今まで誰にも頼ることができず、なんとか自分で頑張ってきたことが今では当たり前になっているんだろう。
「そうか。でももし何か困ったことがあったら遠慮なく頼ってほしい。」
「どうしてルーカスさんは僕にそこまでしてくれるんですか?」
「君が何よりも大切だからだよ。」
本当は愛を伝えたい。
君が番かもしれないと伝えたい。
だが、まだ早い。
もっと仲良くなってからでないと!
「・・・僕にはよくわかりません。」
「今はそれでいいよ」
そんな会話をしていると雪がさらに激しく降り出した。
これはもう外に出ない方が良さそうだ。
「フィル、雪が激しくなってきた。この中を帰るのは危険だ。雪は明日まで止みそうにないから今日は泊まっていってくれ」
「え?泊まる?そこまで迷惑はかけれません!」
「迷惑じゃないよ。むしろ俺のことを思うなら泊まっていってほしい。この中を帰ると言われたら俺は心配で眠れない」
しばらくフィルは悩んでいたが、最後には折れてくれた。
フィルが泊まることが決まり、踊り出したいほど嬉しいけど、顔には出さずに夕飯の準備をする。

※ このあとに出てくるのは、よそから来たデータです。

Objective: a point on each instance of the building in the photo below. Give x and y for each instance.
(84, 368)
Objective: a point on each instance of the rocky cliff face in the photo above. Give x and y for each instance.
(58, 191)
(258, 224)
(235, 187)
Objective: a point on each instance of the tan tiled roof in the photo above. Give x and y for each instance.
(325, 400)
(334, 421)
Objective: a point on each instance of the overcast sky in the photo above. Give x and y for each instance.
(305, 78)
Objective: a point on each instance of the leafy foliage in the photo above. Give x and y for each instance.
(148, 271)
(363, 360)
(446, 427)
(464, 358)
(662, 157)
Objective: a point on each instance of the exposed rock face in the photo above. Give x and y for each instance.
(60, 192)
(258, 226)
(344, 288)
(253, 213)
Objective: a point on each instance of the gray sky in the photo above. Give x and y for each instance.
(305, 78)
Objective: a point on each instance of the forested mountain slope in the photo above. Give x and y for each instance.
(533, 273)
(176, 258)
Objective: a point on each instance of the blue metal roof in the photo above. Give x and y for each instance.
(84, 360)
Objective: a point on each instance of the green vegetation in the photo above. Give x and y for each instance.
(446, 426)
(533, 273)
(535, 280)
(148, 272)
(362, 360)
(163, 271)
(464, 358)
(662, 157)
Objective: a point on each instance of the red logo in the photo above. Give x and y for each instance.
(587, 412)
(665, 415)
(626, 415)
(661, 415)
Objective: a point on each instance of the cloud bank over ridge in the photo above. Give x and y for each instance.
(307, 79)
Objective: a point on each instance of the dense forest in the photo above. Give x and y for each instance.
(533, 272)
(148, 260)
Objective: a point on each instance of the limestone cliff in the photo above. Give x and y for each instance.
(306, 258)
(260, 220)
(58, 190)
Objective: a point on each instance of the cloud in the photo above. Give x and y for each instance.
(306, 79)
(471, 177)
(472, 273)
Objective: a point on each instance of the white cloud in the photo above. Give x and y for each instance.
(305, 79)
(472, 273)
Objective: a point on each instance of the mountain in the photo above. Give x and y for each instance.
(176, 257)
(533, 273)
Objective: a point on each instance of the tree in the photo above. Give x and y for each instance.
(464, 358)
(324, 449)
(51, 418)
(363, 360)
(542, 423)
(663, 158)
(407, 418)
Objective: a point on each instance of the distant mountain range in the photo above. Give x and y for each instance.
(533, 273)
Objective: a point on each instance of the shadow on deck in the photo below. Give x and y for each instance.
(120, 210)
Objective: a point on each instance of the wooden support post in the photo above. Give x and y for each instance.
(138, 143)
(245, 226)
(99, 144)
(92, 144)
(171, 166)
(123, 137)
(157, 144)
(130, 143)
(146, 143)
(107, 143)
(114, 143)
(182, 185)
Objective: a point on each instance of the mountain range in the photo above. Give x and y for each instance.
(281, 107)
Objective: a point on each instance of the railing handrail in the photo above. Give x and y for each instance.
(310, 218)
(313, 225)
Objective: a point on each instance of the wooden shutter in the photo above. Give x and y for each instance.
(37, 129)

「風呂の準備をするから、夕飯を作っている間に入っておいで」
大丈夫だよ。フィルの裸を想像して夕飯が作れませんでしたなんてことにはならないようにするから。
でも、風呂上がりのフィルを見て俺は我慢ができるのか?いや、我慢するんだ!
我が息子をへし折ってでも平常心を保つんだ!がんばれ俺!!
「お風呂は結構です」
なにーー!?
俺の楽しみが奪われてしまう!
「だめだよ。体が冷えているだろうからしっかり暖まらないと。ほら外套脱いで?」
「!?ぼっ僕、お風呂入ってきます!!!」
外套を脱げせようとしたら急にお風呂場に行っちゃった。
もしかして、照れてるのかもしれない。本当に可愛いなぁ。
外套脱いだくらいじゃ、俺は興奮しないよ(多分)。
その頃フィルは正体がばれそうになって焦っていたなんて俺は全然知らなかったよ・・・。
短編で終わらす予定だったのですが、ちょっと長くなりそうで・・・。
長編に変更します。ごめんなさい。